Tuesday, March 3, 2015

A Call to Arms

Being a Braves fan has caused me to have strong convictions about building a farm system and a major league roster. I'm a firm believer in stockpiling as many arms (i.e. pitchers) as possible. Arms at the major league level, prospects in the minors. Injuries happen and position players are sometimes needed, so you can never have enough pitching. It was an integral part of the organization's philosophy for a number of years and worked well for them. The team moved away from that philosophy during the Frank Wren years but have (seemingly) gone back to it with John Hart. 

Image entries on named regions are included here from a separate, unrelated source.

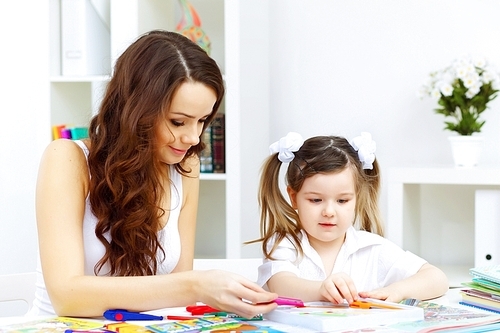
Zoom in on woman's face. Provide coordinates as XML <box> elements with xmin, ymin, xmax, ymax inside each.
<box><xmin>155</xmin><ymin>81</ymin><xmax>217</xmax><ymax>164</ymax></box>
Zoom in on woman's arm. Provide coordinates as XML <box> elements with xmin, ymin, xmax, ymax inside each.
<box><xmin>36</xmin><ymin>140</ymin><xmax>277</xmax><ymax>317</ymax></box>
<box><xmin>359</xmin><ymin>263</ymin><xmax>449</xmax><ymax>303</ymax></box>
<box><xmin>173</xmin><ymin>157</ymin><xmax>200</xmax><ymax>272</ymax></box>
<box><xmin>267</xmin><ymin>271</ymin><xmax>358</xmax><ymax>303</ymax></box>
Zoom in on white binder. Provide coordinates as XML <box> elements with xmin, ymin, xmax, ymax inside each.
<box><xmin>474</xmin><ymin>190</ymin><xmax>500</xmax><ymax>267</ymax></box>
<box><xmin>61</xmin><ymin>0</ymin><xmax>111</xmax><ymax>76</ymax></box>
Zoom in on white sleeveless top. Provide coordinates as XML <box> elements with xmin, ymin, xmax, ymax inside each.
<box><xmin>28</xmin><ymin>140</ymin><xmax>182</xmax><ymax>316</ymax></box>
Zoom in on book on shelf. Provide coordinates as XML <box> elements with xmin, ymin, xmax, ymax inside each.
<box><xmin>200</xmin><ymin>113</ymin><xmax>226</xmax><ymax>173</ymax></box>
<box><xmin>200</xmin><ymin>126</ymin><xmax>214</xmax><ymax>173</ymax></box>
<box><xmin>211</xmin><ymin>113</ymin><xmax>226</xmax><ymax>173</ymax></box>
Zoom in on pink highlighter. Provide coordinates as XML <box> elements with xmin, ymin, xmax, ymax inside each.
<box><xmin>274</xmin><ymin>296</ymin><xmax>305</xmax><ymax>308</ymax></box>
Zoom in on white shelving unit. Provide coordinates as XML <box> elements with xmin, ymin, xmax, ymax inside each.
<box><xmin>48</xmin><ymin>0</ymin><xmax>269</xmax><ymax>258</ymax></box>
<box><xmin>386</xmin><ymin>167</ymin><xmax>500</xmax><ymax>285</ymax></box>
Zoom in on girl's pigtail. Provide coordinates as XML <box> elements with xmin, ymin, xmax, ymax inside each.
<box><xmin>256</xmin><ymin>154</ymin><xmax>302</xmax><ymax>259</ymax></box>
<box><xmin>360</xmin><ymin>160</ymin><xmax>384</xmax><ymax>236</ymax></box>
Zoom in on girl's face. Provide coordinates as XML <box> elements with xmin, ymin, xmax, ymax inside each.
<box><xmin>155</xmin><ymin>82</ymin><xmax>217</xmax><ymax>164</ymax></box>
<box><xmin>287</xmin><ymin>168</ymin><xmax>356</xmax><ymax>248</ymax></box>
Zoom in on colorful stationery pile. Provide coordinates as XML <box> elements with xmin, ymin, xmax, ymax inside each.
<box><xmin>460</xmin><ymin>265</ymin><xmax>500</xmax><ymax>313</ymax></box>
<box><xmin>264</xmin><ymin>299</ymin><xmax>424</xmax><ymax>332</ymax></box>
<box><xmin>0</xmin><ymin>317</ymin><xmax>103</xmax><ymax>333</ymax></box>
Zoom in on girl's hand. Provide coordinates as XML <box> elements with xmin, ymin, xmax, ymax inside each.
<box><xmin>194</xmin><ymin>270</ymin><xmax>278</xmax><ymax>318</ymax></box>
<box><xmin>319</xmin><ymin>273</ymin><xmax>358</xmax><ymax>304</ymax></box>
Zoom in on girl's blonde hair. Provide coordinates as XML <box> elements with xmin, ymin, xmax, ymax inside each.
<box><xmin>254</xmin><ymin>136</ymin><xmax>383</xmax><ymax>259</ymax></box>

After a busy offseason, there are plenty of new arms in spring training- some of whom might make the opening day roster, while most will be re-assigned to the minors. Wherever they end up, they are surely destined to appear on cardboard wearing the Tomahawk across their chest.

Welcome Back, ARod!!!

Arodys Vizcaino, that is. Former Braves farmhand who was traded to the Cubs in the Maholm deal, Arodys is a nasty, nasty pitcher. Er, he has nasty stuff.


Out of all the recently acquired arms, Folty is the one I'm most looking forward to following this spring. Pure gas- but can he harness his control and command that 98 MPH heater? Time will tell.



It's unfortunate that Miller's first Braves card is an autographed Spring Fever offering from Topps. And, it's numbered to something like /75. #ThanksTopps
At least he's supposed to be in the soon-to-be released Heritage set.

Pitch Count

Here's a fun little fact (via Elias Sports): with John Smoltz' election into the Hall of Fame, the Braves have become the first MLB team to start Hall of Fame pitchers in Games 1, 2, and 3 of the World Series- doing it twice, in 1995 and 1996. 

And there's also this little piece of trivia (via CBS Sports): John Smoltz is the first pitcher in the Hall of Fame to have undergone Tommy John surgery. So take heart, those 33% of you major league baseball pitchers who have also undergone the surgery: there's still hope for a HOF career.

Finally, the Braves have seven HOF pitchers who made at least 300 starts for the team- no other team has that many. The Giants are second (5), with the Dodgers third (4).






The Braves AA and AAA rotations will be fun to follow this year, especially with Banuelos- the one-time top Yankee prospect- and Jenkins ticketed for the high-minors. Jenkins, like so many of this season's acquisitions, is a high risk-high reward player. His stuff is often described as 'electric' but has battled injuries and inconsistencies throughout his career. Reports thus far this spring have been good. *fingers crossed*








Fried, who will miss most, if not all, of this season as he recovers from Tommy John surgery, has previously been described as 'the best high school pitching prospect since Clayton Kershaw.' By the time he throws a pitch for the Braves organization, he will have missed almost two complete seasons. Atlanta (or anyone else, for that matter) never would have been able to acquire him from San Diego had he not been injured. *fingers and toes crossed*



Safe to say the least known of all of the pitchers featured, Winkler was picked up via the Rule-5 draft after undergoing Tommy John surgery this past season. And while he doesn't have the pure stuff of many of the previously mentioned pitchers, he has been a strikeout machine his first four professional seasons- striking out 9.5 batters per 9 innings (396.2 innings). A low BABIP and low WHIP have been friends to the 20th-round pick from the 2011 draft who uses deception and pitching to contact to his advantage.